Merges consecutive duplicate characters or strings into a single instance:

1
2
3
4
5
6
7
8
import "trpc.group/trpc-go/trpc-agent-go/knowledge/transform"

// Merge multiple consecutive spaces into one, merge multiple newlines into one
dedup := transform.NewCharDedup(" ", "\n")

// Example:
// Input:  "hello     world\n\n\nfoo"
// Output: "hello world\nfoo"

Usage

Transformers are passed to various document sources via the WithTransformers option:

import (
    filesource "trpc.group/trpc-go/trpc-agent-go/knowledge/source/file"
    dirsource "trpc.group/trpc-go/trpc-agent-go/knowledge/source/dir"
    urlsource "trpc.group/trpc-go/trpc-agent-go/knowledge/source/url"
    autosource "trpc.group/trpc-go/trpc-agent-go/knowledge/source/auto"
    "trpc.group/trpc-go/trpc-agent-go/knowledge/transform"
)

// Create transformers
filter := transform.NewCharFilter("\t")           // Remove tabs
dedup := transform.NewCharDedup(" ", "\n")        // Merge consecutive spaces and newlines

// File source with transformers
fileSrc := filesource.New(
    []string{"./data/document.pdf"},
    filesource.WithTransformers(filter, dedup),
)

// Directory source with transformers
dirSrc := dirsource.New(
    []string{"./docs"},
    dirsource.WithTransformers(filter, dedup),
)

// URL source with transformers
urlSrc := urlsource.New(
    []string{"https://example.com/article"},
    urlsource.WithTransformers(filter, dedup),
)

// Auto source with transformers
autoSrc := autosource.New(
    []string{"./mixed-content"},
    autosource.WithTransformers(filter, dedup),
)

Combining Multiple Transformers

Multiple transformers are executed in sequence:

1
2
3
4
5
6
7
8
// First remove tabs, then merge consecutive spaces
filter := transform.NewCharFilter("\t")
dedup := transform.NewCharDedup(" ")

src := filesource.New(
    []string{"./data/messy.txt"},
    filesource.WithTransformers(filter, dedup),  // Executed in order
)

Typical Use Cases

Scenario Recommended Configuration
PDF text cleanup CharDedup(" ", "\n") - Merge excess spaces and newlines from PDF extraction
Web content processing CharFilter("\t") + CharDedup(" ") - Remove tabs and merge spaces
Code documentation processing CharDedup("\n") - Merge excess blank lines, preserve code indentation
General text cleanup CharFilter("\r") + CharDedup(" ", "\n") - Remove carriage returns and merge whitespace

PDF File Support

Since the PDF reader depends on third-party libraries, to avoid introducing unnecessary dependencies in the main module, the PDF reader uses a separate go.mod.
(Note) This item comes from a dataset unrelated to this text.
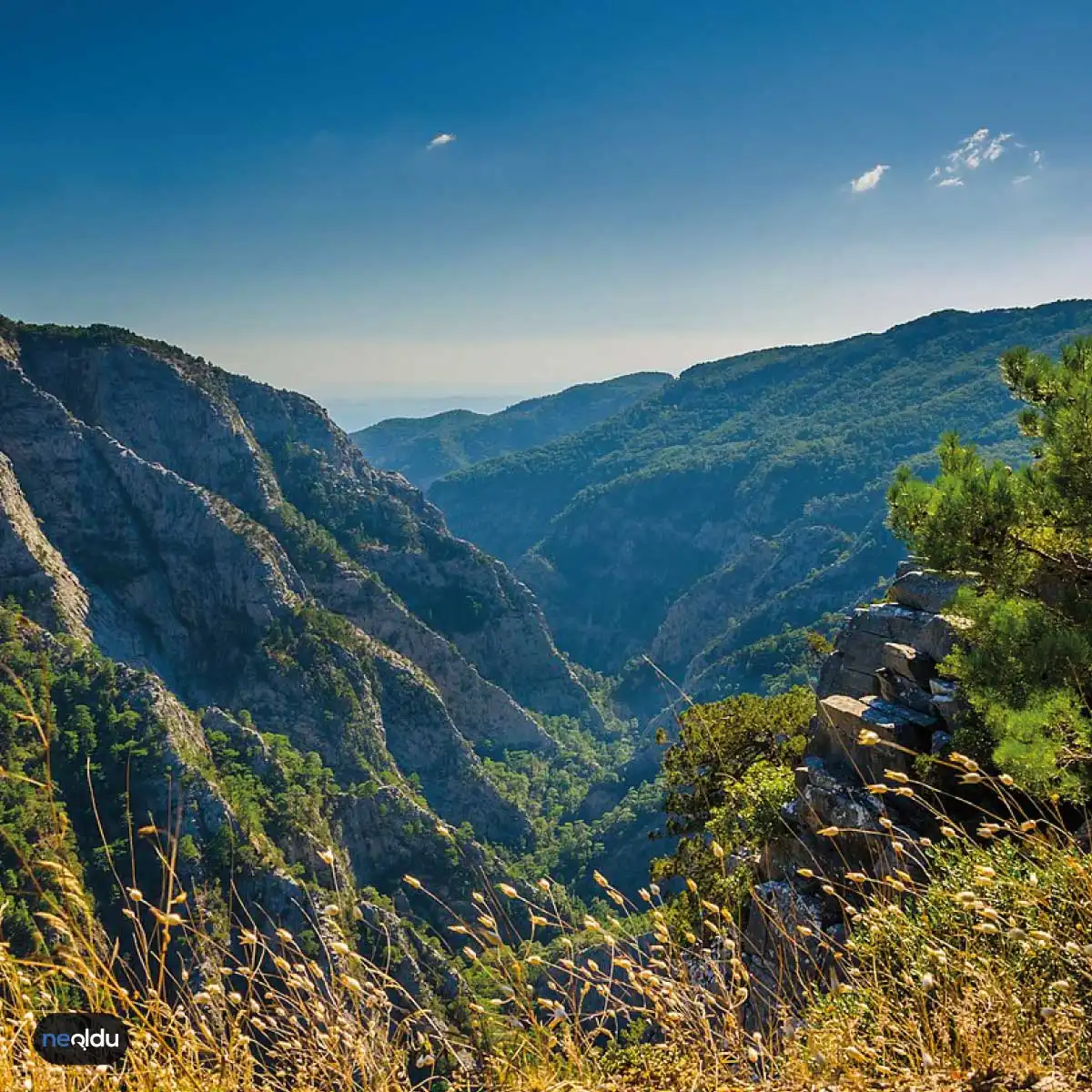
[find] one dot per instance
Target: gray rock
(942, 741)
(925, 590)
(909, 662)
To support PDF file reading, manually import the PDF reader package in your code:

1
2
3
4
import (
    // Import PDF reader to support .pdf file parsing
    _ "trpc.group/trpc-go/trpc-agent-go/knowledge/document/reader/pdf"
)

Note: Readers for other formats (.txt/.md/.csv/.json, etc.) are automatically registered and don't need manual import.